Information Security Challenges in an Enterprise-Grade Software Development Lifecycle

Abstract

In an era of escalating cyber threats and digital complexity, the integration of information security into the software development lifecycle (SDLC) is imperative for building trustworthy enterprise-grade software systems. This literature review synthesizes and critically evaluates over 30 scholarly and industry sources to identify current practices, frameworks, and tools for SLDC implementation. It explores prominent cybersecurity frameworks, such as Microsoft’s SDL, OWASP SAMM, NIST SSDF, and assesses how well they accommodate modern cloud security practices within contemporary SDLCs.

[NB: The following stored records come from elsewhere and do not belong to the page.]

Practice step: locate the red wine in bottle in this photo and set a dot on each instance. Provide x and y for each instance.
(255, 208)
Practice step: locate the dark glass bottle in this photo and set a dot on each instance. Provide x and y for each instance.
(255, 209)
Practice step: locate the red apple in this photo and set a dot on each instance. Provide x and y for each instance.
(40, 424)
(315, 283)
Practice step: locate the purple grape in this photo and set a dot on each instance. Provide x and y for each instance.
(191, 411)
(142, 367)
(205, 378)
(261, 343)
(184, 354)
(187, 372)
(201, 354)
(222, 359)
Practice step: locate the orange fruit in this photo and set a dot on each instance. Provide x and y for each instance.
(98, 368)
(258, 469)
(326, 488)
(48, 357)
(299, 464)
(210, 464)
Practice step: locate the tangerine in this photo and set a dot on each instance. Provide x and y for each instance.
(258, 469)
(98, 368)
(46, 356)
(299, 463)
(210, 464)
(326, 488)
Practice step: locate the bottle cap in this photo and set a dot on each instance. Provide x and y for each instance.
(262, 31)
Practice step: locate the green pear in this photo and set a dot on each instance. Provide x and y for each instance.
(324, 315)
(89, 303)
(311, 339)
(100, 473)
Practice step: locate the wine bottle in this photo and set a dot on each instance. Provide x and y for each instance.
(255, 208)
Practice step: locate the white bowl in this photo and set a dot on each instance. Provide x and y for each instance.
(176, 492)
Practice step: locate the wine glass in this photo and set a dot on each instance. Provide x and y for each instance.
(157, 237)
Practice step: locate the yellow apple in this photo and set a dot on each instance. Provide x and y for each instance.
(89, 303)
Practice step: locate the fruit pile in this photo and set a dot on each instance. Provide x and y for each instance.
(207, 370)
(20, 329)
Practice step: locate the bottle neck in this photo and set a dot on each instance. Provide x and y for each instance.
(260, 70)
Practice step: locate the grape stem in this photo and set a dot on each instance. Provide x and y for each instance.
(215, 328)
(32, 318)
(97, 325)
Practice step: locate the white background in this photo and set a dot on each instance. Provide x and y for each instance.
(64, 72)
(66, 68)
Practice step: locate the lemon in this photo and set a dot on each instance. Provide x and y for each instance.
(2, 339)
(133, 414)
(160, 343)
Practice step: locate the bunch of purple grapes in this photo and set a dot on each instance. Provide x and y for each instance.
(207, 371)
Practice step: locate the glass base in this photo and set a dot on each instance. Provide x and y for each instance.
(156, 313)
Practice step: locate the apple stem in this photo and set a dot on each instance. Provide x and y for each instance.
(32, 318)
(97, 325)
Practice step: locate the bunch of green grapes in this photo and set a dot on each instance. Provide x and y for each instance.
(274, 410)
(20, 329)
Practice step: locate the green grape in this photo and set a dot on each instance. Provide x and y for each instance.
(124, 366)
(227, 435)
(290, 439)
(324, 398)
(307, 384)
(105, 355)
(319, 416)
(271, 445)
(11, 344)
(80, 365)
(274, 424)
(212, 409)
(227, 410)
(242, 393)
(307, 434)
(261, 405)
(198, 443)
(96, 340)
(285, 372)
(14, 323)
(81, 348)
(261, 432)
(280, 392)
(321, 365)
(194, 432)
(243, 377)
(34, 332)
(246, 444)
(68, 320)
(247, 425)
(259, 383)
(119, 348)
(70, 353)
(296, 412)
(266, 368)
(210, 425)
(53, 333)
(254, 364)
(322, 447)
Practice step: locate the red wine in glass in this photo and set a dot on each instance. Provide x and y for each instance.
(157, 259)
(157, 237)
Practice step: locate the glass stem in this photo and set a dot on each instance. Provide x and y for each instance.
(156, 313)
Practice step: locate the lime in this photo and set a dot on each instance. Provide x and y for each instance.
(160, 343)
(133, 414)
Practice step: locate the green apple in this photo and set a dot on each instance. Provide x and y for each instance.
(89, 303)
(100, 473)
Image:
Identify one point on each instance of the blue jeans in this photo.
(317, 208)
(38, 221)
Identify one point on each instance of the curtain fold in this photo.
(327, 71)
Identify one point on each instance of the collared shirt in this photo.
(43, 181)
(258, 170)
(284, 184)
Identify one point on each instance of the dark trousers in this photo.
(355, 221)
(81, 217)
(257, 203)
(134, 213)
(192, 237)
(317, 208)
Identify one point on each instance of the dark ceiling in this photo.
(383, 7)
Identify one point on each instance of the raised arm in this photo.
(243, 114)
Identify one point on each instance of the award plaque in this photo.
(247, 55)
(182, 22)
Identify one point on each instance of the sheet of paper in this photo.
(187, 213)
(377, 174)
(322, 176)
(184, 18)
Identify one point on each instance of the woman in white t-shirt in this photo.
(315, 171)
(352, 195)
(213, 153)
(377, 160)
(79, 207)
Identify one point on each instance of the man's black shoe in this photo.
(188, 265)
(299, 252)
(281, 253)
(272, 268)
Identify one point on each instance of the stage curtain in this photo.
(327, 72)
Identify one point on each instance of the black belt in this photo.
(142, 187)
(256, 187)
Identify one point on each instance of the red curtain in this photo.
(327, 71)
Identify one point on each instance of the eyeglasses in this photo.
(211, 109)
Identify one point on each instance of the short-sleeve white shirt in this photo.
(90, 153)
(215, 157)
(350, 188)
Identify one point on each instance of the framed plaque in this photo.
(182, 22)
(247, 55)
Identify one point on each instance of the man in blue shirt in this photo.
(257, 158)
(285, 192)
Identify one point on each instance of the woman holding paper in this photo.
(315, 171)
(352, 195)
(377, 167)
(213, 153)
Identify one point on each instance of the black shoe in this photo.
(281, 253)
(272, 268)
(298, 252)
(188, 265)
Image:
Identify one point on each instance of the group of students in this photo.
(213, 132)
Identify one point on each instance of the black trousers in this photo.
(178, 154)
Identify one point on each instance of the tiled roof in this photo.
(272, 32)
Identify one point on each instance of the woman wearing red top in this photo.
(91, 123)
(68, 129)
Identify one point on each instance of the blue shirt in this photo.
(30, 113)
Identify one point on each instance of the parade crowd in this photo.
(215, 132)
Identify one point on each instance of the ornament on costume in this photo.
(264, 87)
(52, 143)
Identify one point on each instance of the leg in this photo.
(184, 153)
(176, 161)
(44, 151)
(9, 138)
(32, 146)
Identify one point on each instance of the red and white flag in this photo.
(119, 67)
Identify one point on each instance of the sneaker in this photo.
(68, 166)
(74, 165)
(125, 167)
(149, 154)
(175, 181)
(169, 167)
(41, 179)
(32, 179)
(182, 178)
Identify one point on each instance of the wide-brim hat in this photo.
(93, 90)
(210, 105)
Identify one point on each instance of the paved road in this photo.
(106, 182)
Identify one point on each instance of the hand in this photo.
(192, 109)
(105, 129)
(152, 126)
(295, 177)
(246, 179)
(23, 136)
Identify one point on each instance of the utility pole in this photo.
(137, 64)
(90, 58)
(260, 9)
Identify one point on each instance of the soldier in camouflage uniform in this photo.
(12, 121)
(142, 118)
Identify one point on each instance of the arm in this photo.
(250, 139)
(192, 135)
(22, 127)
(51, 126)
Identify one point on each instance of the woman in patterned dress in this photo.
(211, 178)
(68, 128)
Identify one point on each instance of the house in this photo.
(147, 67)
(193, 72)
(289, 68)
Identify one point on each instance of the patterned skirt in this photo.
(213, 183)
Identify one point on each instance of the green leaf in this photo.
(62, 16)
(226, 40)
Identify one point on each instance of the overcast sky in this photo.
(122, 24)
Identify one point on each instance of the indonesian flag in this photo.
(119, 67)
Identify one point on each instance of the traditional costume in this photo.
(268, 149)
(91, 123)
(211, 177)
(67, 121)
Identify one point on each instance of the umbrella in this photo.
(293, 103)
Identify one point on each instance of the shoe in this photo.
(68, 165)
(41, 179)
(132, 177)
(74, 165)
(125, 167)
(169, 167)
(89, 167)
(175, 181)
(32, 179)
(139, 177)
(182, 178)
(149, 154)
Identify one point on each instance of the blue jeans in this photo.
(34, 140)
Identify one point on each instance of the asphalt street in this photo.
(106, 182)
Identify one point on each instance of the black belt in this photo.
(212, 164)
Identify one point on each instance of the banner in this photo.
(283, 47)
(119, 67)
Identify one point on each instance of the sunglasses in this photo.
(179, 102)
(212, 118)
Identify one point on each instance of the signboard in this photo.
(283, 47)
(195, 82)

Special attention is given to the DevSecOps paradigm, which integrates automated security checks and developer engagement into continuous integration and delivery pipelines, and to SBOMs as a means of exposing and managing third-party component risks in complex supply chains. Findings reveal persistent challenges related to integration with agile workflows, cost, lack of standardized metrics, and organizational resistance (i.e. the human factor). The overall result is the amalgamation of software security best practices extracted from the examined literature into a concise overview to assist further research in this area. The paper concludes with a call for more adaptable, scalable, and measurable security practices that align with modern software development methodologies aimed at facilitating the enterprise-grade integration and delivery of code.